La trajectoire de Georges Leygues illustre la longue durée d’une génération républicaine. Né sous le Second Empire, formé par les réalités de la République opportuniste, il traverse l’affaire Dreyfus, la Grande Guerre et les tâtonnements de l’entre-deux-guerres. Il croit à l’État instructeur et protecteur, à la rationalité des services, à la modestie des gestes efficaces. Son œuvre scolaire, en 1902, adapta les lycées à un siècle nouveau, en revalorisant les sciences sans renier les humanités. Son œuvre navale, poursuivie avec ténacité entre 1917 et 1933, arma la France de procédures, de chantiers rationalisés, d’une doctrine qui fit sa place à l’aéronavale et aux défenses anti-sous-marines. Cette politique de patience ne se lit pas en proclamations, mais en plans de carénage, en tableaux de tonnages, en crédits discutés année après année.
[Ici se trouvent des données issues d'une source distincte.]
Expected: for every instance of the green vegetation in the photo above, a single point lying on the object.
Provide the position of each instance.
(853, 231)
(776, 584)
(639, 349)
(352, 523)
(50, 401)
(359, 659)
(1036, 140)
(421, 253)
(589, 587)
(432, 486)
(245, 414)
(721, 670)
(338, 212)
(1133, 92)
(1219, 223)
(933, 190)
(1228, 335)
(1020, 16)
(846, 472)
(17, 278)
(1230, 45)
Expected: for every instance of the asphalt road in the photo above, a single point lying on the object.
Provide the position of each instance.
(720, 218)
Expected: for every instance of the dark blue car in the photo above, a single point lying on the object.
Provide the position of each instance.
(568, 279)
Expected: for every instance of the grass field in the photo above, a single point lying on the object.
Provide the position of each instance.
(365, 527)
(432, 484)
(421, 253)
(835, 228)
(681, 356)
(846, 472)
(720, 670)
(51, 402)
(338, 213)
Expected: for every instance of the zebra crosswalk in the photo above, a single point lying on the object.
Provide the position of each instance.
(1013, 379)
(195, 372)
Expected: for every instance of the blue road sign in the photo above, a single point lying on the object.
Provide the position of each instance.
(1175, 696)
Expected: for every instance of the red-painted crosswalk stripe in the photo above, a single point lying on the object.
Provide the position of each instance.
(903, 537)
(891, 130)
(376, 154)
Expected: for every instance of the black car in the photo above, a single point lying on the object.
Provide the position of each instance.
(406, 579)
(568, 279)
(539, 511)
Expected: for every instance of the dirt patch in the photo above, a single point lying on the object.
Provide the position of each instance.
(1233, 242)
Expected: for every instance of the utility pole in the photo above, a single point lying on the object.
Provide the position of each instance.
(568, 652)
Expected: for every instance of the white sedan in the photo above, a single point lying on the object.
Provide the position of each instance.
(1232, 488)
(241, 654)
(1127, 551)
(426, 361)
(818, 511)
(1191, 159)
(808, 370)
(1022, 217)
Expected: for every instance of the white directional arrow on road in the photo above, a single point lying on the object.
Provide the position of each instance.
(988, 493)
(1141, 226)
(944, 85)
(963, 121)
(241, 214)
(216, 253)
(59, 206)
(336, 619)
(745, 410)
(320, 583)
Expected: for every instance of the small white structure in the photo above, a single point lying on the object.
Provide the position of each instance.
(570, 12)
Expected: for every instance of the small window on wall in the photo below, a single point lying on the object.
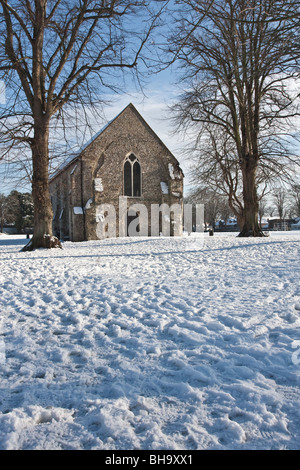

En refermant ce parcours, on voit un fil, une idée de la puissance mesurée. La poésie de sa jeunesse n’a pas disparu, elle s’est muée en cadence administrative. À la Chambre, au ministère, au conseil, il aura fait de la République une mécanique d’administration constante, où l’on réforme sans crier et où l’on construit sans se montrer. La Garonne de son enfance apprenait aux bateliers des mouvements lents et réguliers, et l’homme en garda quelque chose. À l’école, il ordonna les savoirs ; à la mer, il ordonna les flottes. Le pays, à travers lui, a appris à lier instruction et défense, culture et technique, province et capitale, rivière et océan.

C’est pourquoi son nom, discret dans les manuels, demeure vivant sur une proue, dans une salle de classe, à l’angle d’une façade municipale. Il modernisa, fixa des normes, défendit des budgets, se battit pour des ports, des programmes et des équipages, persuadé qu’une nation existe par ses infrastructures, ses cadres, ses enseignants et ses marins. Cette conviction simple résume une vie. Elle explique que, de Villeneuve-sur-Lot à Saint-Cloud, de la Garonne aux océans, l’itinéraire de Georges Leygues dise à la fois la constance d’un homme et l’endurance d’un État.